”Saat turun dari pesawat, kami melihat seorang anak perempuan dengan perut buncit dibopong ke bandara di atas bukit. Mereka menunggu pesawat yang akan mengangkut ke rumah sakit di kota. Permukiman penduduk itu sangat jauh dari pusat pelayanan,” ujar Asrida.
Papuacenter – DIMULAI dari jalan-jalan sampai jatuh cinta dengan tanah Papua. Itulah yang dialami Asrida Elisabeth yang pertama kali menginjakkan Bumi Cenderawasih untuk menjadi pekerja sosial. Setelah empat tahun berada di tengah masyarakat Papua, Asrida merasa masih banyak yang harus dilakukannya.
Saat pertama kali menginjakkan kaki di Papua, Asrida tak pernah membayangkan akan tinggal lama di pulau burung cenderawasih ini.
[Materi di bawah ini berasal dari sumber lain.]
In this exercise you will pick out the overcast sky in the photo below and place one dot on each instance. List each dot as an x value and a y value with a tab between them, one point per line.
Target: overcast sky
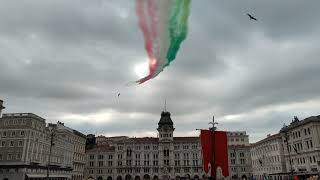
66	61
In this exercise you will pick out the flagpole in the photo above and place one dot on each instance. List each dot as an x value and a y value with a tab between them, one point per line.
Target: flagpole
213	146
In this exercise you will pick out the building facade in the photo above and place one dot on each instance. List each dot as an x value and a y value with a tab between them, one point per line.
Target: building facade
301	141
239	155
267	158
25	143
164	157
25	146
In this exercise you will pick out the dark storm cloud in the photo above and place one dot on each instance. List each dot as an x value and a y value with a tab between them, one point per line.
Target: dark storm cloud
60	58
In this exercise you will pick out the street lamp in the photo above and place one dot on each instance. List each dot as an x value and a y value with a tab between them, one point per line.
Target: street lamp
52	134
287	143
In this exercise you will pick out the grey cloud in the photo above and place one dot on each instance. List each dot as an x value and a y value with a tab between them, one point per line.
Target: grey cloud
60	57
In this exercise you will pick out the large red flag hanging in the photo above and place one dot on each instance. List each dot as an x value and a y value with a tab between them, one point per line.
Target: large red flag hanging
214	151
221	152
206	144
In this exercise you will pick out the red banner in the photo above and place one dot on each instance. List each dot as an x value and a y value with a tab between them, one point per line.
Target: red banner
214	151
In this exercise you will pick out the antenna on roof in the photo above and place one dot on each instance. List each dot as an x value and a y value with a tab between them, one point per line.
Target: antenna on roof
165	104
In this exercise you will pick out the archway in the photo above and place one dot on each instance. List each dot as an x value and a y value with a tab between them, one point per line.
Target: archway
128	177
146	177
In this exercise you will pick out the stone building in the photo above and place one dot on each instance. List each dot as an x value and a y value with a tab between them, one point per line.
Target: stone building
163	157
25	143
239	155
267	158
24	149
301	141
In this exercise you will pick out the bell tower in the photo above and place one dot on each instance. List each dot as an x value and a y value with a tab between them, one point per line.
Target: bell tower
1	107
165	127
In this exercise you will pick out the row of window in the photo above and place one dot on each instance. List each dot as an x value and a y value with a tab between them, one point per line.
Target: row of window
264	149
176	147
242	161
303	160
236	139
233	154
11	133
272	168
264	159
297	134
4	143
145	170
155	156
299	146
194	146
10	156
242	169
146	163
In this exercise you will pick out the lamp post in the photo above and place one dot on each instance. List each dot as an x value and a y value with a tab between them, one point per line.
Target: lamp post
52	134
213	144
287	143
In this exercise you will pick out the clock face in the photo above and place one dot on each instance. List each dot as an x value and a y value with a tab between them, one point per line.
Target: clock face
166	128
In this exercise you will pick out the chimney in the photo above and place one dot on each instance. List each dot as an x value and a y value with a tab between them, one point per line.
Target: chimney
1	107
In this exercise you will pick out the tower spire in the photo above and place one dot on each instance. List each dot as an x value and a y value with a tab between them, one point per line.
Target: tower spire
165	105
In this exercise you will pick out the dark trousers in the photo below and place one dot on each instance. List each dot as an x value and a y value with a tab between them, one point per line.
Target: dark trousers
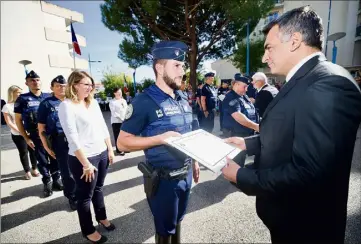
240	158
220	115
48	167
24	150
90	191
61	149
116	130
208	122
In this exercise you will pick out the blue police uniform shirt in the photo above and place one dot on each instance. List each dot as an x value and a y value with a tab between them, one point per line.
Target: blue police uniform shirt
155	112
211	96
236	103
48	115
27	105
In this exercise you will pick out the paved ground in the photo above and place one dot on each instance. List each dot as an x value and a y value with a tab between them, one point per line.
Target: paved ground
218	212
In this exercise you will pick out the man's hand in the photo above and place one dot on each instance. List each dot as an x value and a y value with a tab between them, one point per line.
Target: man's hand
236	141
196	171
230	170
50	152
166	135
111	156
30	143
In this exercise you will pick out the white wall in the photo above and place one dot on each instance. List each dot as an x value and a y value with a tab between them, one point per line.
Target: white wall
23	37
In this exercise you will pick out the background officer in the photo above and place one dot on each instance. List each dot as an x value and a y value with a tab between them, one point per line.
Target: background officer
240	117
265	92
208	101
50	131
26	113
156	115
222	91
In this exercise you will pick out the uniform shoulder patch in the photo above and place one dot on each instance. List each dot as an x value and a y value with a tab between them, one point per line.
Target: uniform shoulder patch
129	112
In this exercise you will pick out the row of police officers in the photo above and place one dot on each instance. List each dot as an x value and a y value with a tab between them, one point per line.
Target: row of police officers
36	115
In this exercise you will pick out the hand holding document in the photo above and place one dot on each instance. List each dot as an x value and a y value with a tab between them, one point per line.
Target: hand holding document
204	147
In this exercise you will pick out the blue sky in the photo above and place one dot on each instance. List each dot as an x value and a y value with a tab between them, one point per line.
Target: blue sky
102	43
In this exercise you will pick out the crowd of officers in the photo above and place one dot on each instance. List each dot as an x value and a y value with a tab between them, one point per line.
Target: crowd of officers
240	104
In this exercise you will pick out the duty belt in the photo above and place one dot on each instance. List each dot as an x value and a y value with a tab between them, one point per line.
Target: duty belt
173	174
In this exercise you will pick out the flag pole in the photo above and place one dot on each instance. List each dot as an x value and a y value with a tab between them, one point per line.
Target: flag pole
71	22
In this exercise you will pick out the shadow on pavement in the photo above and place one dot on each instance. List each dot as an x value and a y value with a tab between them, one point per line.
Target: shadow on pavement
4	180
58	204
138	226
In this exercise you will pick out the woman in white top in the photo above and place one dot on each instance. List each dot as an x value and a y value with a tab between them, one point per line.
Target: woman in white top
118	107
9	116
90	151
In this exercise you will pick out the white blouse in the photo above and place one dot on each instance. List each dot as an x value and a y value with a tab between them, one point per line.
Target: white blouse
118	109
84	128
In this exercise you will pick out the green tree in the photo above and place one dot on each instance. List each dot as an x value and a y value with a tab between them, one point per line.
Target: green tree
210	28
256	51
112	80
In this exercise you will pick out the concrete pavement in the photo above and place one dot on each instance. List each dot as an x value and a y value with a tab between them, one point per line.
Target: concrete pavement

Setelah lulus dari Jurusan Statistik, Fakultas Matematika dan Ilmu Pengetahuan Alam, Universitas Udayana, Bali, tahun 2011, perempuan kelahiran Kampung Nanga, Kabupaten Manggarai, Nusa Tenggara Timur, ini pergi ke Keerom, Papua. Dengan diantar sang kakak, dia berniat membantu Yohanes Djonga Pr, aktivis hak asasi manusia yang akrab disapa Pater John.
”Selama kuliah, saya sama sekali enggak tahu Papua. Untuk itulah saya pilih ikut Pater John yang sudah lama berada di Papua,” kata Asrida.
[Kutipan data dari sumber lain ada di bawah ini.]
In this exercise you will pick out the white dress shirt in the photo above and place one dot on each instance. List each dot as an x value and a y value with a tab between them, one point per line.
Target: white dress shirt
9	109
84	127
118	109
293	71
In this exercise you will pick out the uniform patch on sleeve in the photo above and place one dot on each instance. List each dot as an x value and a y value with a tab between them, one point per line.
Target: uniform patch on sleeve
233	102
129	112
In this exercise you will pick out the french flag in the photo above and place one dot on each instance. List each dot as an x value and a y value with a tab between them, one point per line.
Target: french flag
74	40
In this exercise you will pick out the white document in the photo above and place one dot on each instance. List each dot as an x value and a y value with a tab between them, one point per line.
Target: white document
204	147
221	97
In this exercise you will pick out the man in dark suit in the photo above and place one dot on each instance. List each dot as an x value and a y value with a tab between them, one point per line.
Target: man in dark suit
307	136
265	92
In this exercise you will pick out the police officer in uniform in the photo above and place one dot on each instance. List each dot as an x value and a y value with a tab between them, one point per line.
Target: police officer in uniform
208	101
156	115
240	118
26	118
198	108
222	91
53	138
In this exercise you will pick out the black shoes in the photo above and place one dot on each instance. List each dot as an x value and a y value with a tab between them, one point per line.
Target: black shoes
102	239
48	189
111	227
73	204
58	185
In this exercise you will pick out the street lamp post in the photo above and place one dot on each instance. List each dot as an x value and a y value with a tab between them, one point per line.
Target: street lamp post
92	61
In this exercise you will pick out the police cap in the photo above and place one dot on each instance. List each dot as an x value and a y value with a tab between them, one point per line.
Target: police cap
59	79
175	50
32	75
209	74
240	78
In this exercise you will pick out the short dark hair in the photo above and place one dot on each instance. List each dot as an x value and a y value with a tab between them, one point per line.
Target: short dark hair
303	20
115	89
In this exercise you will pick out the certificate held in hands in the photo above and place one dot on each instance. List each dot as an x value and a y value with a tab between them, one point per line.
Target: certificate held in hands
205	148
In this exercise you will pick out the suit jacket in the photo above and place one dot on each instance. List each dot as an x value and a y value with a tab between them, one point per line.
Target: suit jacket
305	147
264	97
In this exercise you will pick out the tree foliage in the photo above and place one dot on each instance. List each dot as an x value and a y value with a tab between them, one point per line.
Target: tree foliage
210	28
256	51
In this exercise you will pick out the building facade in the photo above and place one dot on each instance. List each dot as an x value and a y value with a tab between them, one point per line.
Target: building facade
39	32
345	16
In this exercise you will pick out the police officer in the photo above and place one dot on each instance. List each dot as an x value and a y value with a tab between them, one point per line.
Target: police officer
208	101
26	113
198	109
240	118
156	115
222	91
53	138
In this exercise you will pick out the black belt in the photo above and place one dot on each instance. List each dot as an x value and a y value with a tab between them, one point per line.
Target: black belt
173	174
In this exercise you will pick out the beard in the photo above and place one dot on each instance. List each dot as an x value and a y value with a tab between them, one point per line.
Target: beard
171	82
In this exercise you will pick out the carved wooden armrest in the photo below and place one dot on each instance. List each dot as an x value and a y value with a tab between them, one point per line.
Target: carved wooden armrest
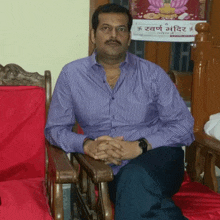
59	166
205	155
93	174
97	170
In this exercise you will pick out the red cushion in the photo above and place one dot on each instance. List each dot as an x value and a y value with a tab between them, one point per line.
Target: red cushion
23	200
197	201
22	119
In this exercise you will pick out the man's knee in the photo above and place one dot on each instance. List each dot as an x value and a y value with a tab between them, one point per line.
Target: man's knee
136	176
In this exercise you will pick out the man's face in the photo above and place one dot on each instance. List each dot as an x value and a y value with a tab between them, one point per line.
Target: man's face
112	37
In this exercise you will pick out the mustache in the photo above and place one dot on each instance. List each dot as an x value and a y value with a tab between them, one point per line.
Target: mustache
113	41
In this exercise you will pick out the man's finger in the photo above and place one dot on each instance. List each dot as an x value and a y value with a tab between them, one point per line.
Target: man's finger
104	138
120	138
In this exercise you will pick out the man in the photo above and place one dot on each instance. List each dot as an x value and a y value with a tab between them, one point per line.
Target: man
132	117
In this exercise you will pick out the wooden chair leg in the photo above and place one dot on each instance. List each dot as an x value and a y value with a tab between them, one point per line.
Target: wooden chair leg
210	179
58	202
104	208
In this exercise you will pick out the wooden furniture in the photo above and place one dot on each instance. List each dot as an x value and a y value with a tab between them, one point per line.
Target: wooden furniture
201	157
205	102
58	168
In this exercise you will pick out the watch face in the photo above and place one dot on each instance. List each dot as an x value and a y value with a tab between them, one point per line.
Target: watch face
143	145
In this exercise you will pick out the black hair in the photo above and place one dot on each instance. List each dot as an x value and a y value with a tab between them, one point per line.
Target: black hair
110	8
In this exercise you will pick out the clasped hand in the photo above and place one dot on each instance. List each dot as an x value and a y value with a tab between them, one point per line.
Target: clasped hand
112	150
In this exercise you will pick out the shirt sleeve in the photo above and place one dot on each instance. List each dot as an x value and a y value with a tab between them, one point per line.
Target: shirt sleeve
61	118
176	120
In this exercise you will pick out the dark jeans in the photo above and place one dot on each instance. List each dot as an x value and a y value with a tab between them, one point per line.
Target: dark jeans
143	188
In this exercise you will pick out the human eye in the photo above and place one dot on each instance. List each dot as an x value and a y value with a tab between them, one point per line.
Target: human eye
105	28
122	29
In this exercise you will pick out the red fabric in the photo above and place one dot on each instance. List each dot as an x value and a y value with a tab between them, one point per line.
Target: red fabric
197	201
22	154
24	200
22	141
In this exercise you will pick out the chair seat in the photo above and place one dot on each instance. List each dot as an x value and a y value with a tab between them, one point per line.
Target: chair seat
197	201
24	200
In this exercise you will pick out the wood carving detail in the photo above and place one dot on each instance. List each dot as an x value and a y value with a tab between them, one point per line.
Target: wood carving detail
12	74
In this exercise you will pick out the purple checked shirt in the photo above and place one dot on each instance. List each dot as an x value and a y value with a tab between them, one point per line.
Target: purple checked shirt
144	103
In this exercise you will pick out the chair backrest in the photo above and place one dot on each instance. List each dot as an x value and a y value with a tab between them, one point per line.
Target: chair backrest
206	77
23	106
Saat itu, pihak keluarga mempertanyakan langkah Asrida yang lebih memilih kerja sosial daripada melamar menjadi calon pegawai negeri sipil. Meski begitu, dia tetap memilih untuk berkeliling Papua membantu Pater John mendokumentasikan kehidupan dan semua masalah yang dihadapi masyarakat Papua.
”Ke mana saja Pater John pergi, saya ikut. Karena sering jalan dengan Pater, sudut pandang saya jadi seperti Pater, melihat masyarakat Papua sebagai korban. Tugas saya dokumentasi, mencatat, mengantar tamu, kebanyakan wartawan,” ujar Asrida.
Selama menjadi pekerja sosial, Asrida telah melihat beragam masalah yang melilit masyarakat Papua, mulai dari kepemilikan tanah, pendidikan, kesehatan, sampai konflik antara masyarakat dan militer. Seiring berjalannya waktu, anak seorang guru di Flores, NTT, ini memilih menekuni permasalahan perempuan.
Salah satu pengalaman yang paling berkesan ketika mengunjungi Distrik Samenage, Kabupaten Yahukimo, Papua, tahun 2013. Dengan pesawat kecil, dia bersama Pater John dan lima orang lainnya merayakan Paskah sekaligus menggali informasi dari masyarakat daerah otonom baru yang diresmikan akhir tahun 2003.
”Saat turun dari pesawat, kami melihat seorang anak perempuan dengan perut buncit dibopong ke bandara di atas bukit. Mereka menunggu pesawat yang akan mengangkut ke rumah sakit di kota. Permukiman penduduk itu sangat jauh dari pusat pelayanan,” ujar Asrida.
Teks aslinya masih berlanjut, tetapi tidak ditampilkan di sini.